H & R Block Basic Course Chapter 2

 

HINTS

 

·         An ETP is a payment of ‘rollover money’, i.e. money that could be deposited in a super fund, or has been withdrawn from a super fund or other kind of rollover fund. It can be paid by an employer upon termination of employment, or by a fund. There are eight components all taxed at different rates.

·         The words ‘taxed’ and ‘untaxed’ refer to the payment or otherwise of the 15% contributions tax levied on super funds and other rollover funds. It does not refer to whether the money paid to the taxpayer has been taxed or not.

·         ETPs used to be called lump sum C. That’s why the PAYG payment summary says ‘see ETP payment summary’ at lump sum C.

·         Interest on a term deposit is declared in the year in which it is added to the account, even if the money can’t be accessed.

·         For share dividends the date of payment is the relevant figure.

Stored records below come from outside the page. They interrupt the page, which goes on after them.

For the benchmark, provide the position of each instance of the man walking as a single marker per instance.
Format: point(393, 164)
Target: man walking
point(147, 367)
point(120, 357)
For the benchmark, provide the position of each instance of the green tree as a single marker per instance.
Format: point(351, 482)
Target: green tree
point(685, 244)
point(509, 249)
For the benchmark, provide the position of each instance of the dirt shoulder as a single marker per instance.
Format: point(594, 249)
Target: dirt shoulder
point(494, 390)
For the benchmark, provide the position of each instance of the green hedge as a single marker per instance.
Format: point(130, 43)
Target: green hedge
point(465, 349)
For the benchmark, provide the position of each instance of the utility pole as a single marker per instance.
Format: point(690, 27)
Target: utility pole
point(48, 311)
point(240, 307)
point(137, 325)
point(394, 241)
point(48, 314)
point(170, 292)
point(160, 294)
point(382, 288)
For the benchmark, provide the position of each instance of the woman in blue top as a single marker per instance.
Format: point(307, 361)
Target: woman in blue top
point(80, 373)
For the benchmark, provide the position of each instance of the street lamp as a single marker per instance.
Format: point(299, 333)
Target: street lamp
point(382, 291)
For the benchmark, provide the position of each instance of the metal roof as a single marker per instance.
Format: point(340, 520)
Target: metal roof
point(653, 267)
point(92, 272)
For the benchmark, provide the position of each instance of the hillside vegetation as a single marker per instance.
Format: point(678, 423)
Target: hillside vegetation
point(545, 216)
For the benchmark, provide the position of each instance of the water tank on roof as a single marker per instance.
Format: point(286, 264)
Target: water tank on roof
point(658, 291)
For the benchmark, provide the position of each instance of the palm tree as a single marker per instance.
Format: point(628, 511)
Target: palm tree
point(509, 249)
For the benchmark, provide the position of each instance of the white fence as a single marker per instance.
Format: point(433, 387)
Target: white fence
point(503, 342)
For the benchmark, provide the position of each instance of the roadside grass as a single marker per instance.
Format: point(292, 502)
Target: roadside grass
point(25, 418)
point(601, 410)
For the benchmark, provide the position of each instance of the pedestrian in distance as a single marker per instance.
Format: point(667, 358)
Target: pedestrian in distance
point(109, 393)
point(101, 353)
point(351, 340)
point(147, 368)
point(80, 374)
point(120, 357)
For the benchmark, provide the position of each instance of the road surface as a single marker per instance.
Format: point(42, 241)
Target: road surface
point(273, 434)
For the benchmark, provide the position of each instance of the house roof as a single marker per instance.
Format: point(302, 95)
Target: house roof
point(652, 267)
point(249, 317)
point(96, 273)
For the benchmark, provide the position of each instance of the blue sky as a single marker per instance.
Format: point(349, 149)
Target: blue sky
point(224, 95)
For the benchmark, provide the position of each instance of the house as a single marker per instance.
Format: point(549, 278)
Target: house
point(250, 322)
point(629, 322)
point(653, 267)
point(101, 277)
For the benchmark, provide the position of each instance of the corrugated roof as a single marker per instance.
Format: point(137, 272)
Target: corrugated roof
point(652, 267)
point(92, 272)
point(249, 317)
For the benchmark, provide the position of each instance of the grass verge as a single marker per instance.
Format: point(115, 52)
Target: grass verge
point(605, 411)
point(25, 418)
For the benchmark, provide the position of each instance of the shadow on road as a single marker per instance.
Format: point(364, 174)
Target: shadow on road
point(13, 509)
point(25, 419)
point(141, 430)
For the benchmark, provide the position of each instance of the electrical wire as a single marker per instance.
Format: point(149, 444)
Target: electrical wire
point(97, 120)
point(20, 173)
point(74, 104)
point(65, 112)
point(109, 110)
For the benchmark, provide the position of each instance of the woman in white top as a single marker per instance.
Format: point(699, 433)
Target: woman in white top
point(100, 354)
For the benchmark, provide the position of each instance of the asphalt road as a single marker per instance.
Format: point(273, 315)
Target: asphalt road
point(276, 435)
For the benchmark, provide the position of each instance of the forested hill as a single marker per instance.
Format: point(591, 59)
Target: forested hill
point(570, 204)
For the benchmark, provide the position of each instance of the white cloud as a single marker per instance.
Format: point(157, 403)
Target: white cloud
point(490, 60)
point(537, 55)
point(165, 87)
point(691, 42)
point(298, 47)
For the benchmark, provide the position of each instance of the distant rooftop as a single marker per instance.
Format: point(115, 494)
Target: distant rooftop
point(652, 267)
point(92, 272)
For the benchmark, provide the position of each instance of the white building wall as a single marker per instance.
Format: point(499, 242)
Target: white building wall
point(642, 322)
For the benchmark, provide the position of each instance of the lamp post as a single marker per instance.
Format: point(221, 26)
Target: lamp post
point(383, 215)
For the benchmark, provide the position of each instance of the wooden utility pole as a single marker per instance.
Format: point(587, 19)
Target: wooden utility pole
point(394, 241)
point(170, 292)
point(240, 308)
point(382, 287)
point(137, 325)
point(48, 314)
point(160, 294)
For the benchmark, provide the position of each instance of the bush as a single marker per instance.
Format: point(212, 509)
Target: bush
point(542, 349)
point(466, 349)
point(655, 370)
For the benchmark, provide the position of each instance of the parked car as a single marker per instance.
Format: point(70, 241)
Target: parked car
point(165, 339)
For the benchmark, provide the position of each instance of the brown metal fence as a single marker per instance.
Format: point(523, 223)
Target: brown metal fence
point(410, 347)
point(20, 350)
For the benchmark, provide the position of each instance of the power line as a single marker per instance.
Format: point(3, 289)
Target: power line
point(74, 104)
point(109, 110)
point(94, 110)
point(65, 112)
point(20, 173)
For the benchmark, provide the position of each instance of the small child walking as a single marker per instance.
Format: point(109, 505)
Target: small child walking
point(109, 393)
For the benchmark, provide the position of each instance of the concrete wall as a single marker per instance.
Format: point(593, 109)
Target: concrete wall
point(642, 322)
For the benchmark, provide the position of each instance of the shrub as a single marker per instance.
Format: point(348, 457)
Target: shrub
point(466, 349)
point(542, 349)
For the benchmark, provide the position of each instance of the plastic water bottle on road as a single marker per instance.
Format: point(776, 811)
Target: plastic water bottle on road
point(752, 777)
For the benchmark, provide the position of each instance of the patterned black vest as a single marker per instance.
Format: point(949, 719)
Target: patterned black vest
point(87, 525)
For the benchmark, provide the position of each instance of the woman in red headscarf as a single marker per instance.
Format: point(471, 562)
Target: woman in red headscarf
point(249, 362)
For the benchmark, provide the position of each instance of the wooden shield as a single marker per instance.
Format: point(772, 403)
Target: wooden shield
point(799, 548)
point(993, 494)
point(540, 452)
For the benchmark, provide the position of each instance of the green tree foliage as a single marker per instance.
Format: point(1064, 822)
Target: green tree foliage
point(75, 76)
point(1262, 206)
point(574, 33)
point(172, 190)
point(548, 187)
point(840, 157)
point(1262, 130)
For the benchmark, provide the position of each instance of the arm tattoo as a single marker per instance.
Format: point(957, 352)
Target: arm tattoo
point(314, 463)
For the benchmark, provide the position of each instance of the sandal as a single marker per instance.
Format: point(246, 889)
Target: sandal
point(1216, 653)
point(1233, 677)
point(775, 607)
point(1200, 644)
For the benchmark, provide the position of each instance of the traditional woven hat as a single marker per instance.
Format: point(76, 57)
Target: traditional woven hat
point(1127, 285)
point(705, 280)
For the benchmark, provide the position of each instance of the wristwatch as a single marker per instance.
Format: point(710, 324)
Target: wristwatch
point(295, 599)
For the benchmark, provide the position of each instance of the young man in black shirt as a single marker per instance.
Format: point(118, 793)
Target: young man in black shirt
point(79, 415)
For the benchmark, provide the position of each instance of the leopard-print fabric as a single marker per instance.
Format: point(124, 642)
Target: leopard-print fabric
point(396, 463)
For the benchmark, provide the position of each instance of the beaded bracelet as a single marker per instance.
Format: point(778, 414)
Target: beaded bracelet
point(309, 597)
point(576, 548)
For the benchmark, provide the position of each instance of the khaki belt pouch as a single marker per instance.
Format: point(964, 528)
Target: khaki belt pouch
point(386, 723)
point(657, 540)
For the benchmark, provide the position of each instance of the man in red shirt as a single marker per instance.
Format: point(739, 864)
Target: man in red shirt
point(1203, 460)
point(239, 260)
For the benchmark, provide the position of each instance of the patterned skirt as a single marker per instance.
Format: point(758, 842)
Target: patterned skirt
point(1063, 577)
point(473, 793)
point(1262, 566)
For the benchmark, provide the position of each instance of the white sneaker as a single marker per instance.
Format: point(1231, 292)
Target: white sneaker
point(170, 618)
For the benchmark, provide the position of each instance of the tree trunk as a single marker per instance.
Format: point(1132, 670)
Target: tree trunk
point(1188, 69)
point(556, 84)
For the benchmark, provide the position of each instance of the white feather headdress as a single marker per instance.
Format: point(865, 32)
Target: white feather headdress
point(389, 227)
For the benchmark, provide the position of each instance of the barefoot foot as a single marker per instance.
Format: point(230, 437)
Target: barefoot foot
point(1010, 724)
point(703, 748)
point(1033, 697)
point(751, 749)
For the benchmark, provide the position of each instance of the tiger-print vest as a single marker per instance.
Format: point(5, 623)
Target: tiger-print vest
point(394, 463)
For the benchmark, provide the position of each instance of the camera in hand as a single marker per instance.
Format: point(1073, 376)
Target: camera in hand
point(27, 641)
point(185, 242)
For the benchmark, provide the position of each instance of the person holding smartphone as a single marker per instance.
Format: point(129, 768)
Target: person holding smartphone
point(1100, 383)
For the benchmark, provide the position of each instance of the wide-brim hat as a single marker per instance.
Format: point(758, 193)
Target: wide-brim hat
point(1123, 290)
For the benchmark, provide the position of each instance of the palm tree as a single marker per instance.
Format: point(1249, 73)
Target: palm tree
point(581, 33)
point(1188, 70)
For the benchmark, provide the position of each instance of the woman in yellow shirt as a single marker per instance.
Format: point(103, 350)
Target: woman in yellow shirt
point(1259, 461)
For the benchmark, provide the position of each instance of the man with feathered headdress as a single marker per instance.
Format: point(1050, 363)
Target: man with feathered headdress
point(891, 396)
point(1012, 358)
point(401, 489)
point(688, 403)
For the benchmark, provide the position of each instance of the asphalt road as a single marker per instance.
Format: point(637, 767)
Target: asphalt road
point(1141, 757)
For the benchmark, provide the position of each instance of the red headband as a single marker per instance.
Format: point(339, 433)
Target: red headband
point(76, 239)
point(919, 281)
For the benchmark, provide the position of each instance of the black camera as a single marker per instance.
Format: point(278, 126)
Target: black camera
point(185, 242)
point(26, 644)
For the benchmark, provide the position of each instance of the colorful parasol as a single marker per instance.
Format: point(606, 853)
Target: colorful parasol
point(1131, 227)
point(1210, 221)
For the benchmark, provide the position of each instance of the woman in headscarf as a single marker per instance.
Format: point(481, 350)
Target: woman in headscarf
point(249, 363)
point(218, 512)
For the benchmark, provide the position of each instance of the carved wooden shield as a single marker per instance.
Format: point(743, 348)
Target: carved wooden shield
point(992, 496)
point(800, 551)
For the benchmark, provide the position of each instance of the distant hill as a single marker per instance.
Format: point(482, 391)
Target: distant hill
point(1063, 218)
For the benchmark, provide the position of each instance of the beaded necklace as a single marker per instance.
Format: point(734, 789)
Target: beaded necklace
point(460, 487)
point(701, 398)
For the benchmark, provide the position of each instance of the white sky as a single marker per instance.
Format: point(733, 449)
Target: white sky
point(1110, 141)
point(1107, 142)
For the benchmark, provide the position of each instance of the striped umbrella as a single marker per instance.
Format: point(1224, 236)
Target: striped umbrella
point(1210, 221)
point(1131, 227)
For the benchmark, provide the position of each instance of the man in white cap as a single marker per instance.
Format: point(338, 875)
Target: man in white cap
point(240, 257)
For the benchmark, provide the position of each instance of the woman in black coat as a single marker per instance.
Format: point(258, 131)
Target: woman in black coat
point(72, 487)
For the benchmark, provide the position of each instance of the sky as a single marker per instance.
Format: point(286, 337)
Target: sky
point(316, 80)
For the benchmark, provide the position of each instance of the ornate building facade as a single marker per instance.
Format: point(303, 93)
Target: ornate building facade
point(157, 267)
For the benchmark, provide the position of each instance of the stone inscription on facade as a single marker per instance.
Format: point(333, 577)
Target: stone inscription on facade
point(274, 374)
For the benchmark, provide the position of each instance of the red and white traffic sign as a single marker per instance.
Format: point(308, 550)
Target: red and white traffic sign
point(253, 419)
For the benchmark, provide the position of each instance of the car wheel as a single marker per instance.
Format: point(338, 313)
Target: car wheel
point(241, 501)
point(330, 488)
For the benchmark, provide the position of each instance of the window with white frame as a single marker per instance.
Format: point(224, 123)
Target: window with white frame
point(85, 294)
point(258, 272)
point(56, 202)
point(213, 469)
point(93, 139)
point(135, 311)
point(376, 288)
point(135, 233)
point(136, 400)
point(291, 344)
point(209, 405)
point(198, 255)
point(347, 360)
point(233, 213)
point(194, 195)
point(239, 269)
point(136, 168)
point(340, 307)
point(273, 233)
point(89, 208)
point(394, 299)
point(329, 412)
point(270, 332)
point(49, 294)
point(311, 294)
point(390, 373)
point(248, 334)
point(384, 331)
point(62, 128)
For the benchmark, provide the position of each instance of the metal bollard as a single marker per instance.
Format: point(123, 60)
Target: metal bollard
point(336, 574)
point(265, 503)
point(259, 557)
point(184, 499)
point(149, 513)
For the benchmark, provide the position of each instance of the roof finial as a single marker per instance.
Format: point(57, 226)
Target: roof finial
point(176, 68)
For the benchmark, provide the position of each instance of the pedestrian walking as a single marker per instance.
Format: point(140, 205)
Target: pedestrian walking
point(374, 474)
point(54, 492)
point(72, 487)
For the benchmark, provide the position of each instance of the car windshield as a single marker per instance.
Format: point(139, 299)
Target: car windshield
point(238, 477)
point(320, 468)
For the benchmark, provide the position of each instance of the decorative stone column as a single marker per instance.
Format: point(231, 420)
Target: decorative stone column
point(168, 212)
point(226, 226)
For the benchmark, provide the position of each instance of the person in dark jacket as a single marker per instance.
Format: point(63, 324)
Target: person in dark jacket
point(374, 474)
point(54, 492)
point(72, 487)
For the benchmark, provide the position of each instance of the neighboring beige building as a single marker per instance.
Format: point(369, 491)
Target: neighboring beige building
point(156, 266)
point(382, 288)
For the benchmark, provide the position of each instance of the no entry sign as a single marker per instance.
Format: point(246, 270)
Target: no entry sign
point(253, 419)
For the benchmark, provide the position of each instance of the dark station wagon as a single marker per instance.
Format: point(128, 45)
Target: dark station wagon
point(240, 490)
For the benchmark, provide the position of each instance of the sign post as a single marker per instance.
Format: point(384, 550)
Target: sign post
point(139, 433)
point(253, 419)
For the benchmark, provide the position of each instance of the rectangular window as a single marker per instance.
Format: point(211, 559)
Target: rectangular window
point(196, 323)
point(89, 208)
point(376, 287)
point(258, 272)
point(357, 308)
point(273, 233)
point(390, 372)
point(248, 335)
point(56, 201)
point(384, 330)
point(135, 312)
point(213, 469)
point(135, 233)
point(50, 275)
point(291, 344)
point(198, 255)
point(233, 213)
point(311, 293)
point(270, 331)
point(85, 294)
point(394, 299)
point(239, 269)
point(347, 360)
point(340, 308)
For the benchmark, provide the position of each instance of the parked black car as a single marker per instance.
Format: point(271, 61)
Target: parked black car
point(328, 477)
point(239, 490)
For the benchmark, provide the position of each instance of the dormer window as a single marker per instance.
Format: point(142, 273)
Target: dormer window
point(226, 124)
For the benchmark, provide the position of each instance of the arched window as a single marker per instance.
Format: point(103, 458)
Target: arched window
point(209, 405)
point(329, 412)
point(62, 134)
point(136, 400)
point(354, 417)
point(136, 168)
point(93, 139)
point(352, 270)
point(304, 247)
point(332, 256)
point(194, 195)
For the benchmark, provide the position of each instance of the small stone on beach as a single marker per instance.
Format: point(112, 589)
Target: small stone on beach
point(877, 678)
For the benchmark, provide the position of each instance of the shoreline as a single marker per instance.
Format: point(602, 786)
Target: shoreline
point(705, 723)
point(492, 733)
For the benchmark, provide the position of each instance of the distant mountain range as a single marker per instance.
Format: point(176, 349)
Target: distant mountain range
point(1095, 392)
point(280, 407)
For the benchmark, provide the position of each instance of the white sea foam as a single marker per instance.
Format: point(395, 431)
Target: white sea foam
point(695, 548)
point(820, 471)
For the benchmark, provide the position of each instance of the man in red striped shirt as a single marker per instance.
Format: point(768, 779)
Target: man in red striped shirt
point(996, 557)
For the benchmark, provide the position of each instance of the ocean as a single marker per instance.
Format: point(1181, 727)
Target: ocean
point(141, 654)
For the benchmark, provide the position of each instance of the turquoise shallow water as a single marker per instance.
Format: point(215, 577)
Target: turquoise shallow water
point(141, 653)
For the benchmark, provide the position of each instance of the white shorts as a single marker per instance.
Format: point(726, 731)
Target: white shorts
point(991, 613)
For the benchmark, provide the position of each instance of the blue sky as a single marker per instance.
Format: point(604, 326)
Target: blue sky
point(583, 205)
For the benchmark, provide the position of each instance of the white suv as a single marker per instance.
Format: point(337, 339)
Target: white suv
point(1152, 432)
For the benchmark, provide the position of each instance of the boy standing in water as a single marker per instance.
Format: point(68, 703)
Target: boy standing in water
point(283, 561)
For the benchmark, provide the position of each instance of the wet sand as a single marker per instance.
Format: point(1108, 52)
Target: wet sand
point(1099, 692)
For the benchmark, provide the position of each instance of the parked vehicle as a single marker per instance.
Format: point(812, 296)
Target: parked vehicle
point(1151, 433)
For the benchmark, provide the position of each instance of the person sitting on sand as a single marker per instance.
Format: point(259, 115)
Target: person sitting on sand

The record date is simply the date which decides if a new shareholder is on the books to receive a dividend or not.

·         Examine the PAYG payment summary CAREFULLY. Nobody misses the gross income and tax withheld, but the allowances and the lump sums are often missed, and the RFBs and union deductions etc. are even more often missed. When doing the homework, and in the exam, take that extra minute and look at every part of the payment summary.  

 
 

 

 

 

 

 

 

 

 

 

 

 

 

 

 

 

 


Question 1

 

  1. He should declare 659.20+667.60+684.19 = 2101. The money has been added to the account in the 2007 financial year even though he can’t access it. Note that if money is added to a term deposit, the taxpayer will be notified.

 

  1. Nil. On June 30 2007 no money had been added to the account.

 

  1. It cannot be done. Interest earned on a joint account must be divided 50/50.

 

Question 2

 

  1. Income tax is paid by individuals on their taxable earnings. Contributions tax is a 15% tax paid by super funds (or approved deposit funds etc.) on contributions.

 

  1. From a super fund. The word ‘taxed’ refers to the payment of the contributions tax by a fund, and an employer does not pay contributions tax.

 

  1. Of the eight components of an ETP, not all are assessable income. To calculate the assessable amount to be put at item 4I:

 

(pre-July 83 + concessional) x 5% PLUS post-June 83.

 

Undeducted contributions are tax free.

Post-June 94 invalidity is tax free.

Excessive component is all taxed at 46.5% irrespective of the level of other income earned.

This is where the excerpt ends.